Nevertheless, as a rule I think the "How are you?" is polite without being demanding. What I really hate is some of the more intrusive inquiries. On one occasion a friend of friends asked me "So what brilliant things have you been doing lately?" No maybe he says this to everyone - its his own boilerplate. Or maybe based on our one and a half previous conversations he really does think I do brilliant things all the time. But the problem was that at the time I was deeply anxious about how little I had achieved in the last two months. If someone had offered me a noose and a handy hanging point right then, I reckon it might have been all over red rover. I've avoided the guy ever since, and I'm pretty sure he thinks I'm terribly rude.
The worst aspect of this is when I don't answer the question properly, and the inquisitor gives me a sort of stare, that is apparently meant to mean: You haven't answered my question, instead treating it as a routine greeting. I demand you give me a full explanation of your state of being forthwith, because I have the right to do this. Twenty-five years of non-violence behind me and I swear one day I am going to slap someone who does this.
The worst aspect of this is social situations where there are a mix of people, some of whom are genuine friends and some who are likely to do this sort of thing.
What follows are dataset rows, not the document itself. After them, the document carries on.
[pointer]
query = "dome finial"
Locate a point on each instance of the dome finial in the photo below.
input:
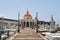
(27, 11)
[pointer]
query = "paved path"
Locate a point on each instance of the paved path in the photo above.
(28, 34)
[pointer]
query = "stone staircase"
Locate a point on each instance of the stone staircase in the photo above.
(27, 34)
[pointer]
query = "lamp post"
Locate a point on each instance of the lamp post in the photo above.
(37, 22)
(0, 35)
(18, 23)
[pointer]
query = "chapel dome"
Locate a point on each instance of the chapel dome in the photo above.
(27, 15)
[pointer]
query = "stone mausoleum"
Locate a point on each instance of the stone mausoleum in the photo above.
(27, 21)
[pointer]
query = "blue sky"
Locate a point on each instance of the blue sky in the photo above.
(45, 8)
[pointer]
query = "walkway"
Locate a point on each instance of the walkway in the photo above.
(28, 34)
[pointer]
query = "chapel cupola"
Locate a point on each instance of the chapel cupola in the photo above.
(27, 15)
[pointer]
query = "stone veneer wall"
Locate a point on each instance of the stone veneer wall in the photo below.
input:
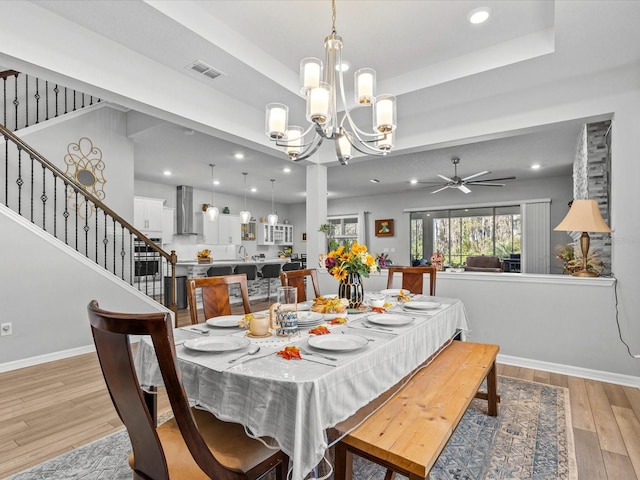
(592, 179)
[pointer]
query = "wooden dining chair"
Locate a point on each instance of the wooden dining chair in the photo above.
(296, 278)
(413, 278)
(193, 444)
(215, 295)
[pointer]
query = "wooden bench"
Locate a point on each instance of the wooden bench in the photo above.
(408, 433)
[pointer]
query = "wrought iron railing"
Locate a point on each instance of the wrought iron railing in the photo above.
(28, 100)
(40, 192)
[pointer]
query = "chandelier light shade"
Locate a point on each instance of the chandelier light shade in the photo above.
(212, 211)
(272, 218)
(322, 85)
(245, 215)
(584, 216)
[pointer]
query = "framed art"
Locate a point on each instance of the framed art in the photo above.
(384, 228)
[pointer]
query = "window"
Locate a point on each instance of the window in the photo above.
(343, 231)
(458, 233)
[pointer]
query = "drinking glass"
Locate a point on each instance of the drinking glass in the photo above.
(287, 312)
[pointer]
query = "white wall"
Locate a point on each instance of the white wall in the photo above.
(46, 287)
(106, 128)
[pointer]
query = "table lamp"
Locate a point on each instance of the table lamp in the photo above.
(584, 216)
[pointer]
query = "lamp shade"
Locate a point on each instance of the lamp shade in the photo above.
(583, 216)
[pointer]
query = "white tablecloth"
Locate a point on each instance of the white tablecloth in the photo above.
(295, 401)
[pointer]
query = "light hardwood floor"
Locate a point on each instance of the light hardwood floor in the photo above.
(49, 409)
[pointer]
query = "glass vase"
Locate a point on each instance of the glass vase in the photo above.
(352, 289)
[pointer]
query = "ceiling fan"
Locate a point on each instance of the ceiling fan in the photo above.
(462, 183)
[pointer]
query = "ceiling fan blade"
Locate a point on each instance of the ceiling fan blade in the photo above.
(475, 175)
(492, 180)
(484, 184)
(445, 178)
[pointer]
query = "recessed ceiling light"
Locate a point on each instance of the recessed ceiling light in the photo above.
(479, 15)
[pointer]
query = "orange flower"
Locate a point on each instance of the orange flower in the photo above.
(290, 352)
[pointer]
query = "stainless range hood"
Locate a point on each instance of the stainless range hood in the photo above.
(184, 211)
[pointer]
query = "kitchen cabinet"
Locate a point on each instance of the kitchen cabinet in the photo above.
(279, 234)
(266, 234)
(147, 214)
(248, 231)
(225, 230)
(287, 235)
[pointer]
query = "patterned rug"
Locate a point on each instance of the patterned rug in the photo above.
(530, 439)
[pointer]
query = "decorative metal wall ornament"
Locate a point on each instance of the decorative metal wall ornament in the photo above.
(85, 166)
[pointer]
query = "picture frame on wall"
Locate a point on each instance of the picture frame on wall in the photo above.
(384, 228)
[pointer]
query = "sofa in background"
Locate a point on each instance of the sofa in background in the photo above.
(483, 263)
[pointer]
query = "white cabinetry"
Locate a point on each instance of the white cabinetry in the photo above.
(266, 234)
(225, 230)
(147, 214)
(278, 234)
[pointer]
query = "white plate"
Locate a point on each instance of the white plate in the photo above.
(395, 291)
(306, 318)
(390, 320)
(303, 306)
(338, 343)
(224, 321)
(217, 344)
(421, 305)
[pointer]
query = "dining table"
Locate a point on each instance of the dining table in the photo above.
(296, 403)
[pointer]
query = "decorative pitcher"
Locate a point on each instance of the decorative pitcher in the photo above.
(284, 313)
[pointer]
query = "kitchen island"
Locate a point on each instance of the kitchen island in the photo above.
(192, 269)
(258, 288)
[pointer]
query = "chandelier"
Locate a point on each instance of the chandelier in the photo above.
(322, 84)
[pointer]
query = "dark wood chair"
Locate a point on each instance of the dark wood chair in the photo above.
(413, 278)
(296, 278)
(194, 444)
(215, 295)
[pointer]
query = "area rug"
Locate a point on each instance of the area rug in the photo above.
(530, 439)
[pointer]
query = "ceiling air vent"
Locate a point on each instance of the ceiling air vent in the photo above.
(202, 68)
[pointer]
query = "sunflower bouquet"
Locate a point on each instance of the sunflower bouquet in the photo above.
(341, 261)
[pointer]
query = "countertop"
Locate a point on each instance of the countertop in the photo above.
(193, 263)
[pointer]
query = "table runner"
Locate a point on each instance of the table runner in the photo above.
(295, 402)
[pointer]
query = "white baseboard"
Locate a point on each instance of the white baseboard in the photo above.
(616, 378)
(609, 377)
(49, 357)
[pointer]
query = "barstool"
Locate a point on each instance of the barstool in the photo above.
(269, 271)
(251, 271)
(220, 271)
(292, 266)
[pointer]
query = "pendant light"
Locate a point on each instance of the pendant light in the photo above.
(212, 212)
(272, 219)
(245, 215)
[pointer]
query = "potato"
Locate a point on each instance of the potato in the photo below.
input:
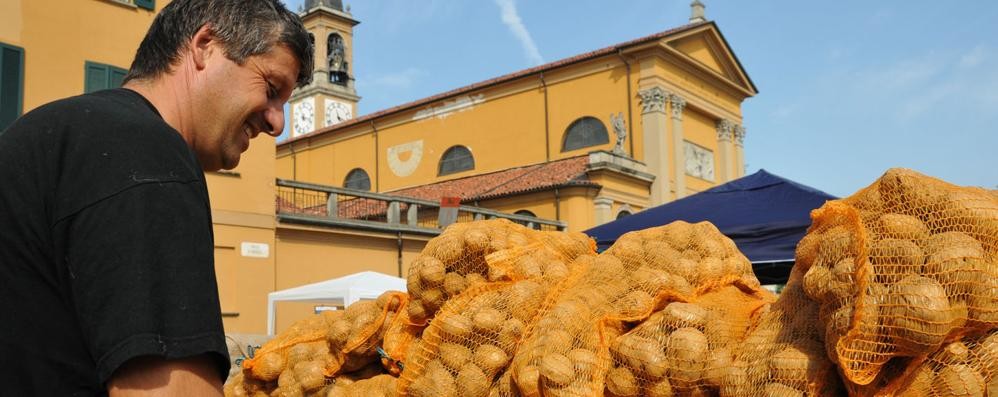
(431, 271)
(634, 304)
(686, 350)
(490, 359)
(584, 362)
(510, 333)
(780, 390)
(682, 315)
(959, 380)
(268, 366)
(901, 226)
(488, 321)
(310, 375)
(662, 388)
(455, 326)
(454, 284)
(621, 382)
(817, 282)
(528, 380)
(919, 315)
(453, 355)
(557, 369)
(471, 382)
(893, 259)
(921, 383)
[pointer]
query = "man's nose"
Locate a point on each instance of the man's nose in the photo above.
(273, 117)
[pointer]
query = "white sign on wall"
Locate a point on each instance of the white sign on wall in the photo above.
(255, 250)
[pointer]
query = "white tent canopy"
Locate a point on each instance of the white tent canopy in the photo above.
(344, 291)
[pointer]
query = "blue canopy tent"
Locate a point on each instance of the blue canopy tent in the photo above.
(764, 214)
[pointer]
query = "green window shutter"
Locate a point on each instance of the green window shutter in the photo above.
(99, 76)
(147, 4)
(117, 76)
(11, 84)
(96, 77)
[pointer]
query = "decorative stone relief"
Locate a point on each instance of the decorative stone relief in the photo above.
(739, 135)
(404, 158)
(724, 130)
(653, 99)
(699, 161)
(678, 104)
(619, 129)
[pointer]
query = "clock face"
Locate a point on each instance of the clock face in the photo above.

Yesterday I was feeling pretty down and remembered a social event of exactly this nature. I knew that some of the people there would cheer me up, but attending meant desperately navigating around, trying to avoid those likely to greet me this way. I nearly didn't go, and the soothing presence of friends was almost entirely counter-balanced by the other factors.
I suppose a different personality would say "I find it really intrusive when you ask questions like that," but most of the time that's not me.
So for anyone who knows me in real life, consider this a head's up. And if you don't, you might want to think about how what you say affects those given to glumness and a certain literalness of interpretation.